Ganz anders die Gärtringer, die sichtlich beflügelt fast schon nassforsch den Vorwärtsgang einlegten. “Wir waren richtig gut im Spiel”, war Hanjo Kemmler angetan. “Gute Ballstafetten, gutes Umschaltspiel – das hat mir ausgezeichnet gefallen.” Im Zentrum schwang der Ex-Böblinger Besim Ramadani den Taktstock, auf den Außen wirbelten Christian Mijic und Leutrim Goxhuli, in der Spitze waren Maikel Boric und Mosa El Arkoubi ständig anspielbar. Ein Gassenball von El Arkoubi auf Boric endete im Abseits, dafür war für Böblingen nach 14 Minuten alles zu spät. Nach einer Flanke von Goxhuli kamen sich Maikel Boric und Fabian Schragner ins Gehege, der Gärtringer fiel, der Schiedsrichter pfiff – Elfmeter. Dominik Traub war an dem platziert getretenen Schuss von Boric noch dran, konnte das 0:1 aber nicht verhindern. “Was daran Elfmeter gewesen sein soll, erschließt sich mir nicht”, haderte Siegmund mit der Entscheidung. “Ob das gerecht war oder nicht, sollen andere entscheiden”, nahm Kemmler die Führung gerne mit.
Vom Anstoß weg: Ballverlust Böblingen, Goxhuli hat freie Bahn, hätte abschließen können, wählte aber den Querpass auf Boric, der von Max Frölich im allerletzten Moment weggegrätscht wurde.
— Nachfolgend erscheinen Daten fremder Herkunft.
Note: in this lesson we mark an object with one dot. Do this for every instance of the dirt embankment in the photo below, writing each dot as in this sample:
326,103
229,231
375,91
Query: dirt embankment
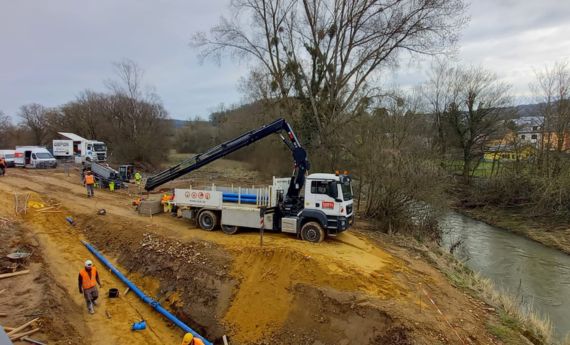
34,295
347,290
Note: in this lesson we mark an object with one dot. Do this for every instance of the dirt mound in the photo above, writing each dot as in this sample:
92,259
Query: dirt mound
192,277
36,294
346,290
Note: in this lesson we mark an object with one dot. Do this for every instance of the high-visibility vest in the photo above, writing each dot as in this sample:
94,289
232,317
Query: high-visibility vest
89,179
88,281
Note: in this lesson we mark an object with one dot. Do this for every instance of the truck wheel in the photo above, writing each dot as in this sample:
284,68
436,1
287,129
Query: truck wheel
230,229
207,220
312,232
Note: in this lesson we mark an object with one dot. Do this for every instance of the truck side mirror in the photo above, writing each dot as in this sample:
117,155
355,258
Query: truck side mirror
332,190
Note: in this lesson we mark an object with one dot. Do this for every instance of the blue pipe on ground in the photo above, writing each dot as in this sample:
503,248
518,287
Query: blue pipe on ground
144,297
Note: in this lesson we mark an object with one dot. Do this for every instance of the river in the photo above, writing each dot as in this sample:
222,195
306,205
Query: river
527,269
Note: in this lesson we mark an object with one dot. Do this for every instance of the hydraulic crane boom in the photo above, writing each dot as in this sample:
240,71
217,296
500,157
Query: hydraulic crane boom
219,151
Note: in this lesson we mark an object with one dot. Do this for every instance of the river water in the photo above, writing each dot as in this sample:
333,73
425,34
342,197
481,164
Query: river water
527,269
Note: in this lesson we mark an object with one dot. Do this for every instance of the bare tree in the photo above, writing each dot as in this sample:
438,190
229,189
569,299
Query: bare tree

Die SVB stand neben sich, den ersten Aufreger vor dem anderen Tor gab’s erst nach 20 Minuten, als Marc Hetzel den Turbo zündete, sein Rückpass auf Florian Mayer aber abgeblockt wurde. 60 Sekunden später schob Philip Kalmbach einen Freistoß von Daniel Knoll in aussichtsreicher Position vorbei.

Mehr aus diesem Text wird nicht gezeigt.